A Meet of Tribes (A Shade of Vampire #45)(11)



“You’ve never been in love?” I asked, even as I reprimanded myself for such brazen curiosity.

What am I trying to get out of him?

Bijarki tilted his head and leaned against the back of his chair, while his expression sent heatwaves in my direction.

I gripped my coffee cup and sipped quietly, unable to break eye contact. Whatever I was getting myself into with these questions, a part of me—a much bigger part of me than I wanted to admit—was very curious to find out where it would lead.

“I’ve never been in love, no,” came his response.

I measured my breath and nodded in return, out of words and thankfully out of intimate questions to ask.

“But then again, up until a few days ago I didn’t even consider the concept,” Bijarki continued, prompting me to pay more attention to his elusive body language. His slow and deliberate movements were telling me something new. “I’ve never met anyone I could consider capable of stirring me in any way, until I laid my eyes on you.”

My heart started racing again, and my fingers fiddled with the cup’s delicate porcelain handle. I needed something menial to do just to keep myself together.

“You see, you fascinate me, Vita. You’re a creature of contrasts, and I’m having a hard time figuring you out. That's never happened to me before. I usually look at people, and I can immediately tell what they are, what they would do in certain situations, and how I feel about them. But you? You stun me.”

His words rolled out without inhibitions and crashed into me. I lowered my gaze and felt the heat rising into my throat and spreading to my cheeks. I felt naked, completely powerless before him, and yet I wanted to hear more. I needed to hear him say all those things because they all confirmed something that had been eluding definition in my mind for a while.

“I am attracted to you, yes,” he said. “Despite the tragic circumstances, I can’t seem to get you out of my head. Last night, the succubi wanted me. They lingered around me as we feasted around the campfire.”

My heart twisted in knots at the thought of succubi seducing him, and I looked up. I got lost in his eyes, two pools of silver that flickered with distant lights, telling me a little bit more than his words.

“But I turned them all down. I couldn’t get you out of my mind, not even for a second, not even with all those gorgeous creatures offering me their bodies to satisfy everything that has been burning inside of me lately. You have my full attention, young fire fae.”

I was speechless, my mind blank, my fingers trembling on the cup’s handle. My body softened from the heat of his unexpected candor. My breath stopped, and I found myself unable to take my eyes off him.

He sat up straight and added another pancake to his plate, eating as if nothing had happened, as if he’d just told me the weather conditions for tomorrow or something equally as trivial.

I was baffled as I combed through his statement and broke it down in my head phrase by phrase. It seemed like a confession of sorts. His words resonated deeply inside of me, and I had to figure out how I felt about that. I’d already accepted the fact that I was attracted to him. I just didn’t expect him to genuinely feel the same way. What was I supposed to do with this new information?

He broke through my thoughts. “That being said, I am also aware that you’re not immune to my incubus nature, and I swear to you, on everything I hold dear, that I am doing my best to keep my powers under control whenever I’m around you. If you ever come to me, it will be of your own accord, not my influence. I’ve promised to keep my distance from you, as you’ve asked. And I can assure you that my intentions are good. But you can’t ask me to turn off what I feel, because I can’t. I want you. And that won’t change.”

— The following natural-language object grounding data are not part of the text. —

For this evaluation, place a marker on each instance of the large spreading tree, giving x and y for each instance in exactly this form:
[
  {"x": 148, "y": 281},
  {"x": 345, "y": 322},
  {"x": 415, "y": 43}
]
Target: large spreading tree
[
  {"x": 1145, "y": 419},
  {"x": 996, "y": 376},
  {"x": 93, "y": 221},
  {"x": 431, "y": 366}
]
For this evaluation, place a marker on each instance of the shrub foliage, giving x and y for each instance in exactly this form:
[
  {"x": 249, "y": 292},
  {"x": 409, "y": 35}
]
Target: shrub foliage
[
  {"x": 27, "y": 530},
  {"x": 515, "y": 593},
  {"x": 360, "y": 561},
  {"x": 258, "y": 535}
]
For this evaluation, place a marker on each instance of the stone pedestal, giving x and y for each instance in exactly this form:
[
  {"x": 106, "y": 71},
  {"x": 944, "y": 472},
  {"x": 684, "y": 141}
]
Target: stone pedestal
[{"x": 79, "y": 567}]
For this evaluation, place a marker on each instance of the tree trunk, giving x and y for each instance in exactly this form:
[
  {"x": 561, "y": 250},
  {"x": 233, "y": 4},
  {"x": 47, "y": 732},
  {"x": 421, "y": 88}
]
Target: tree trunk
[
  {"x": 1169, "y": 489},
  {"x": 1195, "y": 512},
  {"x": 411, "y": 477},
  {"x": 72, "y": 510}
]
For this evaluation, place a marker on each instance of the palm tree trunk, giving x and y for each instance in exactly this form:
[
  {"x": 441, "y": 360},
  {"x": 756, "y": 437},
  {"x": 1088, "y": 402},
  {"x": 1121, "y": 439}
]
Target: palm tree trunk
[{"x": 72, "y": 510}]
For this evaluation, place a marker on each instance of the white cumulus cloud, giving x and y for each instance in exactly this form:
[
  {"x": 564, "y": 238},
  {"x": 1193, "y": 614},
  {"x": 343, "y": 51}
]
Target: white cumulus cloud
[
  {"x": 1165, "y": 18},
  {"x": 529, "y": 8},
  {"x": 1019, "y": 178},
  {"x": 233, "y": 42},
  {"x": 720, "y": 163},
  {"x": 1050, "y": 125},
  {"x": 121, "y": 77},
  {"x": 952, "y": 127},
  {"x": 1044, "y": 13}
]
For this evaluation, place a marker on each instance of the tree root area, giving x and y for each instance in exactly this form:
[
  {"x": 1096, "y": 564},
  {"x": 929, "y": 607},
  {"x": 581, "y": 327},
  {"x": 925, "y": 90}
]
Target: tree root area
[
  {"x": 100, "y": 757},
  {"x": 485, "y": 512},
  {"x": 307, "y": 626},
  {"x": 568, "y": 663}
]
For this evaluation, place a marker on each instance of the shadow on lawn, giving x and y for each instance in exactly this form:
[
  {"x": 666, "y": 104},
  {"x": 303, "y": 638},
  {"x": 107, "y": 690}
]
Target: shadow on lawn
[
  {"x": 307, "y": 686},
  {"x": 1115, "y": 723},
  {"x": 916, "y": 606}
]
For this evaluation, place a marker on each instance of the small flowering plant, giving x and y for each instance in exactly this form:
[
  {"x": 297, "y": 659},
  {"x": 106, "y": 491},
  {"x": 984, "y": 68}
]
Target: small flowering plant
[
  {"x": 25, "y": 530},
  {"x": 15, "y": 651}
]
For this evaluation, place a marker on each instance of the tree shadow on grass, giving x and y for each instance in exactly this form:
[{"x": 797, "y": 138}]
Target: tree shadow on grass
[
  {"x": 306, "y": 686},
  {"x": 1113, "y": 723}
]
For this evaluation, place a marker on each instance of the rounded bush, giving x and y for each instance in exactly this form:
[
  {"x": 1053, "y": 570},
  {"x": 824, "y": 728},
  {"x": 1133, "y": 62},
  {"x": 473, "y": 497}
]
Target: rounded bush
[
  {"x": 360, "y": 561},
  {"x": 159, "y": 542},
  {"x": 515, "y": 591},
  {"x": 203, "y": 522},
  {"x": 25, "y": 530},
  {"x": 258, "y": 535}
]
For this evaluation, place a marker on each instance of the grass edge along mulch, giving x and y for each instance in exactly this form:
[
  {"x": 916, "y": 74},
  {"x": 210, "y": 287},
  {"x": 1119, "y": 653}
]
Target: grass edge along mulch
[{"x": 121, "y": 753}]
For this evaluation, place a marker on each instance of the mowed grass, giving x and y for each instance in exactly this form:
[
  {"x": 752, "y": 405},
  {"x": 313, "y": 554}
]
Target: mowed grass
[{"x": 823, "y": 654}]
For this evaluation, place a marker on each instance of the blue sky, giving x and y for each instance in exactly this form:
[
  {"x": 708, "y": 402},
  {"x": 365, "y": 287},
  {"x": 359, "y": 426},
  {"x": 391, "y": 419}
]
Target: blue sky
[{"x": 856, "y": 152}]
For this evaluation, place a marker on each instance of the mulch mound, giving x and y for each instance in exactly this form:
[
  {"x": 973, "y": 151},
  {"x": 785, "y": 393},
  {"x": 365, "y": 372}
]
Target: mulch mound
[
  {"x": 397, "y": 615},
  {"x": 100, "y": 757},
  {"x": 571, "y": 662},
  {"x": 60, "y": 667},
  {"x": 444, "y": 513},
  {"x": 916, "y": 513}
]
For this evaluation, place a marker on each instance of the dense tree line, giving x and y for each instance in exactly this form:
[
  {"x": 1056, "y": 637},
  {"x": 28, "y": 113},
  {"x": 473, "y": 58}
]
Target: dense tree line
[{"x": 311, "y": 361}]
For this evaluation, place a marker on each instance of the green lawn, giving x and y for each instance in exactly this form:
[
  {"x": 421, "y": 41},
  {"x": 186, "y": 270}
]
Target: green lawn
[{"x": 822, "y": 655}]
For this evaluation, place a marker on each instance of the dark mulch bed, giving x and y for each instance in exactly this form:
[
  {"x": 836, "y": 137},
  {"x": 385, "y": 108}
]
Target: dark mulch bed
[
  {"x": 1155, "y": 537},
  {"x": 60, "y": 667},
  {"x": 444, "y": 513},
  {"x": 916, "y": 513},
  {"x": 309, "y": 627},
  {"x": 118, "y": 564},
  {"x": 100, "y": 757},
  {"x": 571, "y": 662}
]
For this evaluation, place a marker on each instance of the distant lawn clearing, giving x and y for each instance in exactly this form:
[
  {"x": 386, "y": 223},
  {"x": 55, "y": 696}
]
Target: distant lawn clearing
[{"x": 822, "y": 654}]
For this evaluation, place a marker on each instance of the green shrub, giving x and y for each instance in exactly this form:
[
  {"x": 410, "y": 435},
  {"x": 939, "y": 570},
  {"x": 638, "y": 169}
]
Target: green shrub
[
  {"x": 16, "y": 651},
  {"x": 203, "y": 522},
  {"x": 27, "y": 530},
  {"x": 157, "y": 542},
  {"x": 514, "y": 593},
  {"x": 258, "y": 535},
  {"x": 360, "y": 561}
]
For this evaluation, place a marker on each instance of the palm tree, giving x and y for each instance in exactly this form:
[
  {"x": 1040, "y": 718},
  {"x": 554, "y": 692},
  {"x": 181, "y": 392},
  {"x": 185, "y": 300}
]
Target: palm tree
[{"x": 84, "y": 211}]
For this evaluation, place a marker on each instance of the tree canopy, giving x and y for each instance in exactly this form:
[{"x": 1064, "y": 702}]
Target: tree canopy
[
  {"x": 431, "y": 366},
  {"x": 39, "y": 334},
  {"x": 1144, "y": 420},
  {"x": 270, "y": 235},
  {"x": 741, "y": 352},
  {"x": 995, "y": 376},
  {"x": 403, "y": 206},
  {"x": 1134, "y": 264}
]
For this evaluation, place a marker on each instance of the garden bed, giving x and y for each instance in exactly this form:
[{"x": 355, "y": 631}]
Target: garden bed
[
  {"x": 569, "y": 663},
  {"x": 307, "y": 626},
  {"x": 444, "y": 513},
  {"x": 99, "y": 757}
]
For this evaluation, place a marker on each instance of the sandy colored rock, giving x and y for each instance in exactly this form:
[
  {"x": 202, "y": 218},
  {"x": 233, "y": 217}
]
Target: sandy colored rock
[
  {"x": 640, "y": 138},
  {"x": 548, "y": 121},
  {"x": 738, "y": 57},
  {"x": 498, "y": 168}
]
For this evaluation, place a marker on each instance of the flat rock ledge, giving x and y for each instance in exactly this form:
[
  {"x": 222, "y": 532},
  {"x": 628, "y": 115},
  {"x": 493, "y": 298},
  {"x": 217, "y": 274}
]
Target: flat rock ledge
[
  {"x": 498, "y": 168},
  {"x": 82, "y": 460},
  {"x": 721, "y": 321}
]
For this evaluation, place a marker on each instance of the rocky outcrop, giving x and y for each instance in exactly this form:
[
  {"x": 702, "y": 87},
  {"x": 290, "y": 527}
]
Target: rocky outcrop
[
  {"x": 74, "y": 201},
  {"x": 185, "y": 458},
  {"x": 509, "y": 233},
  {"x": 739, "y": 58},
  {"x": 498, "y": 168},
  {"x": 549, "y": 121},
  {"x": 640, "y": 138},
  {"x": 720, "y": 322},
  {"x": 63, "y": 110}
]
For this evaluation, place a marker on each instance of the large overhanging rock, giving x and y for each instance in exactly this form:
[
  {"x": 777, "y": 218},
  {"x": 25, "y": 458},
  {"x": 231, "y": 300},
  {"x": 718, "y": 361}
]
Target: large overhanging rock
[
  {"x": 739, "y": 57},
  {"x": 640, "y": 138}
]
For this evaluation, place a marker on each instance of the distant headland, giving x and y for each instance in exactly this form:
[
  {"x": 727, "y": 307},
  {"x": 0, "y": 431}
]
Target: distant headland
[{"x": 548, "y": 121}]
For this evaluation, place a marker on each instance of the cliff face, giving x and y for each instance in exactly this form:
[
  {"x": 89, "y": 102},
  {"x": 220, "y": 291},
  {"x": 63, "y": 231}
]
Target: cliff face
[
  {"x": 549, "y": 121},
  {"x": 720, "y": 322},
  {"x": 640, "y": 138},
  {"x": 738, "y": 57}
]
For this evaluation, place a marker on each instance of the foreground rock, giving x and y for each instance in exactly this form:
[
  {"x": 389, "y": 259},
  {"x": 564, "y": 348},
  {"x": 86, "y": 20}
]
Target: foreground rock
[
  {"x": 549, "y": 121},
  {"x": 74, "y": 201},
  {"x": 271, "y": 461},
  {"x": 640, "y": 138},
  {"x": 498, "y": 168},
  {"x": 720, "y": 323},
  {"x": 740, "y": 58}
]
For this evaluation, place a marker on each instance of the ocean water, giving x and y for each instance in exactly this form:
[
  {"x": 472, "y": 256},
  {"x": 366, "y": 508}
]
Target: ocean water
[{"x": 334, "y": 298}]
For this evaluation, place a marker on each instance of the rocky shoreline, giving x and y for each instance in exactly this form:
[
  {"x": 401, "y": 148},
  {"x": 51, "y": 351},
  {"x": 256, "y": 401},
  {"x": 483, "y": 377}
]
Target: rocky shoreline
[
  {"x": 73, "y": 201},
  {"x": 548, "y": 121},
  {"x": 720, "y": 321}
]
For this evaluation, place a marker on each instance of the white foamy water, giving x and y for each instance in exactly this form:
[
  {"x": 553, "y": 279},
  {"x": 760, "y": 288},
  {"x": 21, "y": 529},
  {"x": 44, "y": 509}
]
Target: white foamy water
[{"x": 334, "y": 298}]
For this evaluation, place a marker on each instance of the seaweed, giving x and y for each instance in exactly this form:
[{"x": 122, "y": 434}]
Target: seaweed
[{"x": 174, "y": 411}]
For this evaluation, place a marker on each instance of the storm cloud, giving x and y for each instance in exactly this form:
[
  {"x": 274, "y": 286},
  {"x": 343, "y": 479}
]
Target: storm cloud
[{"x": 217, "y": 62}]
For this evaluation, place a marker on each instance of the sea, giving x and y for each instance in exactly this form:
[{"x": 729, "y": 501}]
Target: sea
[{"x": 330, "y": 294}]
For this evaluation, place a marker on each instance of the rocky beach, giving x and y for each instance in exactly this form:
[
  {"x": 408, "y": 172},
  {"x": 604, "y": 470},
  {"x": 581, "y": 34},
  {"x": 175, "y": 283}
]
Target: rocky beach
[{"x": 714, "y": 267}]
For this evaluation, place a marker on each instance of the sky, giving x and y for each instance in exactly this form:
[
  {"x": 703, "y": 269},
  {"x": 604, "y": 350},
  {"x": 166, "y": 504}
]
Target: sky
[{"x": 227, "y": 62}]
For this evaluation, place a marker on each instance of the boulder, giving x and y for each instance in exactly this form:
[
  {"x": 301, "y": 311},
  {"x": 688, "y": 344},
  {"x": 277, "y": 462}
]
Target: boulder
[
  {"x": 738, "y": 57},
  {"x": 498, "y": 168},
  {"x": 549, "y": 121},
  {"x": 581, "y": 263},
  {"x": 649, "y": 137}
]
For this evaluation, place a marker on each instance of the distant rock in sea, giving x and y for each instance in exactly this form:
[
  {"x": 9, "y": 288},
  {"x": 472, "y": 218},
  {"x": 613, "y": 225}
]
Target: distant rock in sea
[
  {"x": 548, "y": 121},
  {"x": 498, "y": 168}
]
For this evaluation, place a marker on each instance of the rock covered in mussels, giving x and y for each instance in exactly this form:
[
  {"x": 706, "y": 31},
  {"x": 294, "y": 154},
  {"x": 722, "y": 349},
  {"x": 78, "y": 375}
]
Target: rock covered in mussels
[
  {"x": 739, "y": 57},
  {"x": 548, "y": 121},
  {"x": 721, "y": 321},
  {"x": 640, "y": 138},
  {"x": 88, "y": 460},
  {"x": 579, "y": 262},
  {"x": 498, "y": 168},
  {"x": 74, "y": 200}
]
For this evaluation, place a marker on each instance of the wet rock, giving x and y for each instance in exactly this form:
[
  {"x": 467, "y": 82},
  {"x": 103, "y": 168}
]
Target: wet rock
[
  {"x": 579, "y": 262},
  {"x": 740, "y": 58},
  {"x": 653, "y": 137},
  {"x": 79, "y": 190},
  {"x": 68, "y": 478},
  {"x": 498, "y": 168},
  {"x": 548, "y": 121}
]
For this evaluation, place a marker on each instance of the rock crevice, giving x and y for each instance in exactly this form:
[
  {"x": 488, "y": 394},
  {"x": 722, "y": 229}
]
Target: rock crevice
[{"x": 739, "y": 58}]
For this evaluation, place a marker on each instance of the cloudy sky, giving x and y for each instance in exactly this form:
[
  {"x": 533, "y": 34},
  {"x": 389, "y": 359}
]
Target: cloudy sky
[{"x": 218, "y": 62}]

I was stunned. A bright fire blazed inside me, ignited by a flicker of lust. His effect over me was undeniable. I’d frequently doubted it to be genuine, choosing to blame it on his incubus nature.

Yet now he was telling me that he’d been keeping himself under control around me, leaving me to conclude once more and with even more certainty that everything I’d been feeling toward him was of my own making, something I could no longer deny or control.

I needed a few deep breaths to gather enough sense to respond to his statement.

He’d been so kind, so open and respectful, and I’d been acting like a damsel made of ice, loaded with biting remarks, and unable to admit that everything I was feeling about him was real.

“We’re in this mess together, all of us,” I replied, my voice barely a whisper. “We need to get along in order for this alliance to work, in order for us to defeat Azazel. You keeping your distance from me seems counter-productive at this point in time, and I see no need for it. You’ve been nothing but good and decent toward me. I have no reason to push you away.”

His expression changed, softening into something I didn’t quite recognize. I wondered if it was because it came from an incubus who had been trained for war, not feelings. He nodded in response, and I saw him relax in his chair. He smiled. His eyes darted around the room and occasionally settled on me.

I finished my meal in silence, while my body deliciously ached in his presence.

But exhaustion soon claimed me, and I excused myself. I’d deal with my reaction to Bijarki later.

I fell asleep next to Aida, my bones heavy while my heart fluttered in my chest.